The School of Communication at the University of Johannesburg (UJ) is embarking on an integrated campaign, in partnership with the International Organization for Migration (IOM), which seeks to raise awareness on human trafficking in South Africa.
Caroline Azionya, a lecturer at UJ, says that annually, millions of people are trafficked across international borders. “Human Trafficking is modern day slavery. According to the IOM, South Africa is a source, transit, and destination country for victims of trafficking subjected to different forms of exploitation like forced labour and commercial sex. This collaboration will see our students develop an integrated awareness raising campaign for South Africa or the SADC region,” says Mrs Azionya.
The campaign forms a part of the University’s annual Strategic Communication curriculum and student assessment. The students, working in groups, are expected to function like communication strategy departments by conducting in-depth research to determine an appropriate strategy reflecting the principles of Interactive and Direct Marketing. UJ’s Department of Strategic Communication lecturers Caroline Azionya and Anna Oksiutycz, together with industry mentors from the Direct Marketing Association of South Africa (DMASA), are providing guidance and workshops to support the student learning process. The top five student groups will present their final campaign strategies to IOM. The shortlisted projects are then entered into the Assegai Integrated Marketing Awards. Similar collaborations have yielded 10 Assegai Awards.
Mr Dixon Gaone, IOM Media and Communications Officer pointed out that according to the 2013 Trafficking in Persons Report (TiP 2013), South African citizens and foreign nationals are also subjected to human trafficking within the country. “Children are trafficked mainly within the country, from poor rural areas to urban centres, such as Johannesburg, Cape Town, Durban, and Bloemfontein. Young girls are mainly forced into commercial sex and domestic servitude whilst young boys are forced to work into street vending, food service, begging, criminal activities, and agriculture,” says Mr Gaone.

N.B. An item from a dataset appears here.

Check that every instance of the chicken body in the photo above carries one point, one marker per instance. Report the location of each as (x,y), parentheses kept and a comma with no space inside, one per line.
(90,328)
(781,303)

“Human Trafficking is a hidden criminal activity and it is under-reported despite availability of legislation in South Africa. This innovative partnership will help intensify our awareness raising efforts to save potential victims from exploitation and also make sure that perpetrators are brought to justice,” says Dr Erick Ventura, IOM South Africa Chief of Mission.
“UJ’s Department of Strategic Communication is very pleased to be partnering with IOM on such a worthwhile cause that we believe deserves greater public awareness. Part of our role as educators is to teach our students an awareness of the world in which we live, and the opportunity to partner with the IOM over the longer term offers our students an invaluable opportunity to develop and hone their professional competences, while also acquiring new skills and knowledge through real life experience. It also provides us and them with an opportunity to use our knowledge and skills to the benefit of the society, thus contributing not only to quality education but also to the quality of life in our society,” says Prof Sonja Verwey, Department of Strategic Communication HOD, UJ.